By Barney Blakeney
Veteran school administrator Henry Darby took the helm at beleaguered North Charleston High School in February where six predecessors have tried to change a culture of challenged academic performance.
North Charleston High with an enrollment of about 522 students in most recently was rated at-risk. Prior to the previous school term, North Charleston’s controversial immediate past principal had been at the school about five years. Discipline is a concern at the school. One day before Darby took the helm several students were arrested by North Charleston police for creating a disturbance on their school bus. A source said one teacher referred 285 offenses to administrators indicating the high level of inexperience among the staff of 61 teachers where only three were minorities.

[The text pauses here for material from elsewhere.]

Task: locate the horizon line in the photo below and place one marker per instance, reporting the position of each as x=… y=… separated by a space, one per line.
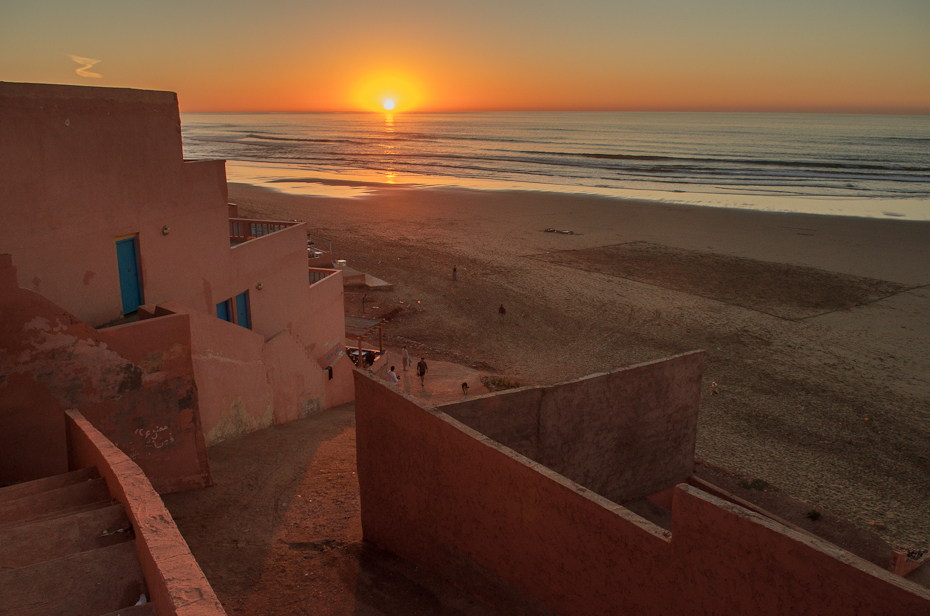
x=772 y=110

Darby previously served in a variety of roles in Charleston County School District including as an instructor at both Morningside Middle and Burke High schools. He was a coordinator and administrative assistant at Burke. He left Burke to become an assistant administrator at Fort Dorchester High where he was responsible for the daily implementation of the school district’s policies, procedures, performance standards and objectives, managing and directing the mentoring of new teachers and monitoring and evaluating student achievement and progress.
A member of Charleston County Council since 2004, the resident of the Liberty Hill community in North Charleston is the founder of Citizens Patrol Against Drugs (CPAD) in North Charleston. He holds a Bachelor of Arts Degree from Morris College, a Master of Arts from Atlanta University, and a Master of Education and Education Specialist degrees from The Citadel. He brings that hands-on approach to problem solving to his position at North Charleston High also.
In the upcoming schoolyear, Darby said The initiatives planned at NCHS are: 1) Teacher collaboration through authentic, professional learning communities with a focus on alignment of curriculum, instruction, and assessment; 2) To use data to guide instruction; 3) To know where the student is in his/her learning; 4) To place an importance on relationship, relevance, and rigor; 5) A constant theme of high expectations; 6) To provide in-house professional development designed to deal with problems of specific to NCHS; 7) Involve all major stakeholders, including churches, concerned citizens, and major businesses such as Boeing and Volvo; 8) To have class sizes reduced to the possible minimum; 9) To recruit retired educators and college students to assist within the classrooms – particularly reading and math classes; 10) To model teaching for first, second, and third year teachers by administrators; 11) To require all administrators, particular the principal, to be visible within the hallways and classrooms; and 12) To promote the new mission statement of NCHS to graduate 100 percent of its students.